New in version: 2.9.0

MCP middleware is a powerful concept that allows you to add cross-cutting functionality to your FastMCP server. Unlike traditional web middleware, MCP middleware is designed specifically for the Model Context Protocol, providing hooks for different types of MCP operations like tool calls, resource reads, and prompt requests.

MCP middleware is a FastMCP-specific concept and is not part of the official MCP protocol specification. This middleware system is designed to work with FastMCP servers and may not be compatible with other MCP implementations.
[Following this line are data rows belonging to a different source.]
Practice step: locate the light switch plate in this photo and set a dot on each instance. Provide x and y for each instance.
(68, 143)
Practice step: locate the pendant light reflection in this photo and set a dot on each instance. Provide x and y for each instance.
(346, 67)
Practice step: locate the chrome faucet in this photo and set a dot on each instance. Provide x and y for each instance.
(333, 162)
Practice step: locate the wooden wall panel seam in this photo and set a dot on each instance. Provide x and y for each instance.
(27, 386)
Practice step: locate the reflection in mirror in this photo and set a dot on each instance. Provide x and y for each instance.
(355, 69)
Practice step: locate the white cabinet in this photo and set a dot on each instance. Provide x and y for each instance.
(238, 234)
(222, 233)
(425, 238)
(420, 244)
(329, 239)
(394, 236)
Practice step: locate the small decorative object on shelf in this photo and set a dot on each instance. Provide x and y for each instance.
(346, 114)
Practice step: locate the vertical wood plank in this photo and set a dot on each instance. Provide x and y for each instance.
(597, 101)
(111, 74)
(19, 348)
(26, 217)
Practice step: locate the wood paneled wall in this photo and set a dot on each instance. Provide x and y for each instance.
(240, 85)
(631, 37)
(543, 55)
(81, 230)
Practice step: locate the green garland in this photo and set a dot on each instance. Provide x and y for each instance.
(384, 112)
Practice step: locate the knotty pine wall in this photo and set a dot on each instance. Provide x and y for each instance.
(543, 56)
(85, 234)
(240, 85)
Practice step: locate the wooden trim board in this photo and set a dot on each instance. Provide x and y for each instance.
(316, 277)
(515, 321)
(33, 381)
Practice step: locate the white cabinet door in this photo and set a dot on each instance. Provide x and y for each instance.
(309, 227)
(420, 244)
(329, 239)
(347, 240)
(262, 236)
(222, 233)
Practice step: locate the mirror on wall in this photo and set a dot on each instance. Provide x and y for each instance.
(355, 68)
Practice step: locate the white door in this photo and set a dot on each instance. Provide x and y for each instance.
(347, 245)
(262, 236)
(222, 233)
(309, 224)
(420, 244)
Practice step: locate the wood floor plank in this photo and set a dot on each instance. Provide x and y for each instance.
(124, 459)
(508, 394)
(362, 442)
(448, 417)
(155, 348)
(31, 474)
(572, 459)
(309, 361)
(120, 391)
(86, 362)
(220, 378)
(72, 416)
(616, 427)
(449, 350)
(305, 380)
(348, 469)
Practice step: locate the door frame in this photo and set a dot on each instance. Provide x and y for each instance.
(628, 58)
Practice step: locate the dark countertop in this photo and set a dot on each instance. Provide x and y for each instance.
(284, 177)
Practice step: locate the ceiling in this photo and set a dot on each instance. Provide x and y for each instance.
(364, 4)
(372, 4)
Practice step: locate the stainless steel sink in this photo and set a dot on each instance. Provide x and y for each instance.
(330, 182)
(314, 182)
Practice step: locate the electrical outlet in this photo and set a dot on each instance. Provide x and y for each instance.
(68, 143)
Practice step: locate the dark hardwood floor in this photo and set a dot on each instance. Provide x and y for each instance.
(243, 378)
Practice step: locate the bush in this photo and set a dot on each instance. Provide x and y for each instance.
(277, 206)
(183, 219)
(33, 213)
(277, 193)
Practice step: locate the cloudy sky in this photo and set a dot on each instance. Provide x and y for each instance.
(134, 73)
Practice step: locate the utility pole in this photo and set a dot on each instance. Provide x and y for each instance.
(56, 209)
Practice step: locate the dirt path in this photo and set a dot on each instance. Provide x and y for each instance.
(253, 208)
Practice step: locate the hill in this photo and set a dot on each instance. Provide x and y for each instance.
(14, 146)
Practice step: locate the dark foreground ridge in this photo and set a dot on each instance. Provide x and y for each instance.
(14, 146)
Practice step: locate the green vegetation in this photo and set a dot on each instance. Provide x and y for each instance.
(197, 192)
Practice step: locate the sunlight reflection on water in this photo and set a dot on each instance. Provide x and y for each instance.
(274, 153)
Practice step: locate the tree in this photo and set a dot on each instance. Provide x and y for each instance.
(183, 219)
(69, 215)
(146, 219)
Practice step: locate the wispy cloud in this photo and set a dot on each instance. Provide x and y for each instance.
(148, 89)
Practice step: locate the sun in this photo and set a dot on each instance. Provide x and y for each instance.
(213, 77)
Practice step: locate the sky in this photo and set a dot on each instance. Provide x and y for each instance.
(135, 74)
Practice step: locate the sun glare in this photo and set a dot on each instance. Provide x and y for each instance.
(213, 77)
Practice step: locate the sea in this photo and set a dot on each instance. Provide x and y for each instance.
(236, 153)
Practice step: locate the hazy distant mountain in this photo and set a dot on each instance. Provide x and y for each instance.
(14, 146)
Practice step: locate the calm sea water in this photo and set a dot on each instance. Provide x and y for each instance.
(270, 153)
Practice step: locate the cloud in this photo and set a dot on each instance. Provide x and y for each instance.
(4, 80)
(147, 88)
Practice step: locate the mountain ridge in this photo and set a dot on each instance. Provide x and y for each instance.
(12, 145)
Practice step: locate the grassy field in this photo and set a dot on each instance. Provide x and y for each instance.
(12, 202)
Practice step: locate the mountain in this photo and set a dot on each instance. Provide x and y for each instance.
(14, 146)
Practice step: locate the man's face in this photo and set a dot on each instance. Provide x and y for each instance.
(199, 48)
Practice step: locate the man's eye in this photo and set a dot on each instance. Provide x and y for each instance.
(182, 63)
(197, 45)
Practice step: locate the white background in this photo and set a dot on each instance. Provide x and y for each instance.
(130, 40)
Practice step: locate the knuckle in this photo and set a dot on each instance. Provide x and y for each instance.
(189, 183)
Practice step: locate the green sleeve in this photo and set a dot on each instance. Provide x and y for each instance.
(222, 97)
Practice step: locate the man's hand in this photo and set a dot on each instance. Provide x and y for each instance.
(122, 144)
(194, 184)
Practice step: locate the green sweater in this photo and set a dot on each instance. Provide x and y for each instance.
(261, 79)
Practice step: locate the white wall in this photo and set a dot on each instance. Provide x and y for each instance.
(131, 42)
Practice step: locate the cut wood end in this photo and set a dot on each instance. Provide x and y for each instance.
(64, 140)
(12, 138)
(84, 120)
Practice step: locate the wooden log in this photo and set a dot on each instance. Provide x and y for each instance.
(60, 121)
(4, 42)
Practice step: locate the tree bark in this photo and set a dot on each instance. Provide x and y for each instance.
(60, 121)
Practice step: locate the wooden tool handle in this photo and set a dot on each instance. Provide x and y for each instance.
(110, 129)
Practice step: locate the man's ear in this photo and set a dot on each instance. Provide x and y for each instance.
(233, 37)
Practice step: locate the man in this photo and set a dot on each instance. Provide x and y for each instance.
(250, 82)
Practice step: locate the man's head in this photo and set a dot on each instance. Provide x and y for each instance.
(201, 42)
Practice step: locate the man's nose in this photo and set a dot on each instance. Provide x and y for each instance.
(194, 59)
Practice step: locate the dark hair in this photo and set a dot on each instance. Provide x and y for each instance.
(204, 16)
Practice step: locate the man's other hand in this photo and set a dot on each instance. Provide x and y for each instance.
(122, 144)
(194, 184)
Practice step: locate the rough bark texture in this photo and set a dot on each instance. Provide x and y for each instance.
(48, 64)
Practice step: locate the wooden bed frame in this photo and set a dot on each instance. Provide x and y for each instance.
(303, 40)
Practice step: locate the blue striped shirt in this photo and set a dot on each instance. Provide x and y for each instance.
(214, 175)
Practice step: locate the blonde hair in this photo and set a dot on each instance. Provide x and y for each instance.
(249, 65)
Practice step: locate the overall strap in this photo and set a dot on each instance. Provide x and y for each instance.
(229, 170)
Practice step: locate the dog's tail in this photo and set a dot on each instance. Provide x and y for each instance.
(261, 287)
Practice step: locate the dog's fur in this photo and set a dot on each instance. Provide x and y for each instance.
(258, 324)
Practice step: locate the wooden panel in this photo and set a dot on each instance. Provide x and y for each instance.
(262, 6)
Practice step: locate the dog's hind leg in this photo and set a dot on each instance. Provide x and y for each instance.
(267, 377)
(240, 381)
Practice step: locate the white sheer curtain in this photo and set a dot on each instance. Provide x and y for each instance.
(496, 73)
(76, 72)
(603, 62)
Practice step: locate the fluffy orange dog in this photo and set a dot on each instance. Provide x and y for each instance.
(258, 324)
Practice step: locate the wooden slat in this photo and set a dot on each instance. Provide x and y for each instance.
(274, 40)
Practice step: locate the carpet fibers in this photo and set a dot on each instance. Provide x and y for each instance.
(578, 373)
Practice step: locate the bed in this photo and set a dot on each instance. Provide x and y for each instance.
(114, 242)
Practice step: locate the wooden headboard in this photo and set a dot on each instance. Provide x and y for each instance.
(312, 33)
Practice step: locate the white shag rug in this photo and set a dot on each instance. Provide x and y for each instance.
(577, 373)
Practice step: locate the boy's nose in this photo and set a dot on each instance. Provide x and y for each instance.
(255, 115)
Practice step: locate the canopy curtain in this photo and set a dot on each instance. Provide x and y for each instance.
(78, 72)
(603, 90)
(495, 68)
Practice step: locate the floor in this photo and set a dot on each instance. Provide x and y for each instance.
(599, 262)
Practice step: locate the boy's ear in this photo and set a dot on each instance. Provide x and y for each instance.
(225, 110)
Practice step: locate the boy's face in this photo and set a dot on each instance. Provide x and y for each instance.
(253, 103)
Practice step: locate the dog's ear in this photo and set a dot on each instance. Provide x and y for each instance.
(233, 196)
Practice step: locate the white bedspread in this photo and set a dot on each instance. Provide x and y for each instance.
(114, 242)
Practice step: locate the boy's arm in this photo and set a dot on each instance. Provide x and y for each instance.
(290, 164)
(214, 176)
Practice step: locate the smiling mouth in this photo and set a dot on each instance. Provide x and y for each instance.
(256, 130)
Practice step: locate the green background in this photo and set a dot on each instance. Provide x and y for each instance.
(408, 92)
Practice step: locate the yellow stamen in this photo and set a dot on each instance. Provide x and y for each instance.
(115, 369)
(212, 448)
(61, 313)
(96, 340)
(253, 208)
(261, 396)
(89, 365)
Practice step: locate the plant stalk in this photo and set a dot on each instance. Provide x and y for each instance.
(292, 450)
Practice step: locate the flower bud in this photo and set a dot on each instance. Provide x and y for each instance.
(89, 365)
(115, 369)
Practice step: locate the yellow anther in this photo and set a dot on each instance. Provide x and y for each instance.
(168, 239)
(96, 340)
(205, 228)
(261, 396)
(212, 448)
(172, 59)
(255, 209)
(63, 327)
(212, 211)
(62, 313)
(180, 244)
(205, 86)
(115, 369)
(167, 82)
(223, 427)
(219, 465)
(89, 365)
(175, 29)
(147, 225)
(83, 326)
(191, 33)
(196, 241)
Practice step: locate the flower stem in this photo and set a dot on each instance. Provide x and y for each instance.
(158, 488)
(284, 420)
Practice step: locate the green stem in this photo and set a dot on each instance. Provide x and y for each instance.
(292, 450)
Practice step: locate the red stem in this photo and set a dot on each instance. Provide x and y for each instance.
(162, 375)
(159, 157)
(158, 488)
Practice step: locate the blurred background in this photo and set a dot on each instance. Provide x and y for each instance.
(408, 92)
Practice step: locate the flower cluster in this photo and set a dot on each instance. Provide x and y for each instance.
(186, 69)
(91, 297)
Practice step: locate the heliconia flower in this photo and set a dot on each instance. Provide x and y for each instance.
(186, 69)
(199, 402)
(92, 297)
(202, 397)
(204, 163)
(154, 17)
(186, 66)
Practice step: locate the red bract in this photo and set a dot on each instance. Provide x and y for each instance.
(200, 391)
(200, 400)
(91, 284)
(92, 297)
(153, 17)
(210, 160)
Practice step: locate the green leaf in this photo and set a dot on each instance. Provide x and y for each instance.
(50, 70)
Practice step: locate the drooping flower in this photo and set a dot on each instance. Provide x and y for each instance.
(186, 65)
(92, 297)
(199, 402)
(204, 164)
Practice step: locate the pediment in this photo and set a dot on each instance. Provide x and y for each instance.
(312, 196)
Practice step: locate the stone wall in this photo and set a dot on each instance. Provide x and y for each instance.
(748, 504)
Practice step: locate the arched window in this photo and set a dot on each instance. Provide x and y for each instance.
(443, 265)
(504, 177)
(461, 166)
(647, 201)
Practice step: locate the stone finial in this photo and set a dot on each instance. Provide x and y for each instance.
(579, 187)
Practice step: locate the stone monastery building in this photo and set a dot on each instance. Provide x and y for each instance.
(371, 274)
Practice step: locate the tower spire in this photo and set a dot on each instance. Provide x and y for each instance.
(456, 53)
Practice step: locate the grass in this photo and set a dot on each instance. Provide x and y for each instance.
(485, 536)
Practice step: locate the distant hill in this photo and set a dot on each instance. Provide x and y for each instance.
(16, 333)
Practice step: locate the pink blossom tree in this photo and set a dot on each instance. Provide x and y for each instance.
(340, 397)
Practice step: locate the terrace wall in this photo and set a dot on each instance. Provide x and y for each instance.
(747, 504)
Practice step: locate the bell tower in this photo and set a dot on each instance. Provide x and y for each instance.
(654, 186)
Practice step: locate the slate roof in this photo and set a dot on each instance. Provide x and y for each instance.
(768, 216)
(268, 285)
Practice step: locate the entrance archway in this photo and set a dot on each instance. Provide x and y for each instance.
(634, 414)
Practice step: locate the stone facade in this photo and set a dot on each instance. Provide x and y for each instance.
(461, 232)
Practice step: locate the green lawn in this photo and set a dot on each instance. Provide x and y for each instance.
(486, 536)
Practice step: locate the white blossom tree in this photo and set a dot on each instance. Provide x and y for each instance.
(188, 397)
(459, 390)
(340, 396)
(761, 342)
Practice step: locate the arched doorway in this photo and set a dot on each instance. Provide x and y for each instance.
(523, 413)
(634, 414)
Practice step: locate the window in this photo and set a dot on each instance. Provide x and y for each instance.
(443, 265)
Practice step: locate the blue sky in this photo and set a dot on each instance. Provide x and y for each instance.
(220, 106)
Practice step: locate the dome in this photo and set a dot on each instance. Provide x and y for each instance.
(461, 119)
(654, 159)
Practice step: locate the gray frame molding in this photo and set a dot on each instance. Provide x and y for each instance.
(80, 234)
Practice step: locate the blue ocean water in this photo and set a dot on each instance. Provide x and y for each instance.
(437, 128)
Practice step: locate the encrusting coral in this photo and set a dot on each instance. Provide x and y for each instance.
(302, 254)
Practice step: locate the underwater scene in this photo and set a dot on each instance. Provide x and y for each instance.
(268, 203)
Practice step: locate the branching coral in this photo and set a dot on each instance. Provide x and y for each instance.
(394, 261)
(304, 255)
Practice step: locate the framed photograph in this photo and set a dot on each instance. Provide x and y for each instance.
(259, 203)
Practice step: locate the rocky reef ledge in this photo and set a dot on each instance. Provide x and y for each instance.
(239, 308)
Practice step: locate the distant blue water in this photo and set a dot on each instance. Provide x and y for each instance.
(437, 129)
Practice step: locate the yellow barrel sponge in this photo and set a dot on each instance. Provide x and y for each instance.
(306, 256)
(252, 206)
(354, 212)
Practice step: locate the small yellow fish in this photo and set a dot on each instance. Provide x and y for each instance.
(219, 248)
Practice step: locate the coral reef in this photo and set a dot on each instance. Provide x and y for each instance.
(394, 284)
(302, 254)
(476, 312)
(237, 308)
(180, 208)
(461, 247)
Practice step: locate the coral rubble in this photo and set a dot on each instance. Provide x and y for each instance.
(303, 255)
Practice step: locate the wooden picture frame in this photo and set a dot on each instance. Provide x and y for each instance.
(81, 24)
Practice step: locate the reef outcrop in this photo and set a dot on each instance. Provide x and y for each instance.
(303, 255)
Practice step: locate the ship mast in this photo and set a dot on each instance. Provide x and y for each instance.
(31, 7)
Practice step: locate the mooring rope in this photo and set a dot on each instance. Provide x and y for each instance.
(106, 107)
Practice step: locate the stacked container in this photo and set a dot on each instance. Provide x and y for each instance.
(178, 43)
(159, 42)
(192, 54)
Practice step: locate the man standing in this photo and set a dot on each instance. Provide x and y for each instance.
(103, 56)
MCP middleware is a brand new concept and may be subject to breaking changes in future versions.

What is MCP Middleware?

MCP middleware lets you intercept and modify MCP requests and responses as they flow through your server. Think of it as a pipeline where each piece of middleware can inspect what’s happening, make changes, and then pass control to the next middleware in the chain.

Common use cases for MCP middleware include:

  • Authentication and Authorization: Verify client permissions before executing operations
  • Logging and Monitoring: Track usage patterns and performance metrics
  • Rate Limiting: Control request frequency per client or operation type
  • Request/Response Transformation: Modify data before it reaches tools or after it leaves
  • Caching: Store frequently requested data to improve performance
  • Error Handling: Provide consistent error responses across your server

How Middleware Works

FastMCP middleware operates on a pipeline model. When a request comes in, it flows through your middleware in the order they were added to the server. Each middleware can:

  1. Inspect the incoming request and its context
  2. Modify the request before passing it to the next middleware or handler
  3. Execute the next middleware/handler in the chain by calling call_next()
  4. Inspect and modify the response before returning it
  5. Handle errors that occur during processing

The key insight is that middleware forms a chain where each piece decides whether to continue processing or stop the chain entirely.

If you’re familiar with ASGI middleware, the basic structure of FastMCP middleware will feel familiar. At its core, middleware is a callable class that receives a context object containing information about the current JSON-RPC message and a handler function to continue the middleware chain.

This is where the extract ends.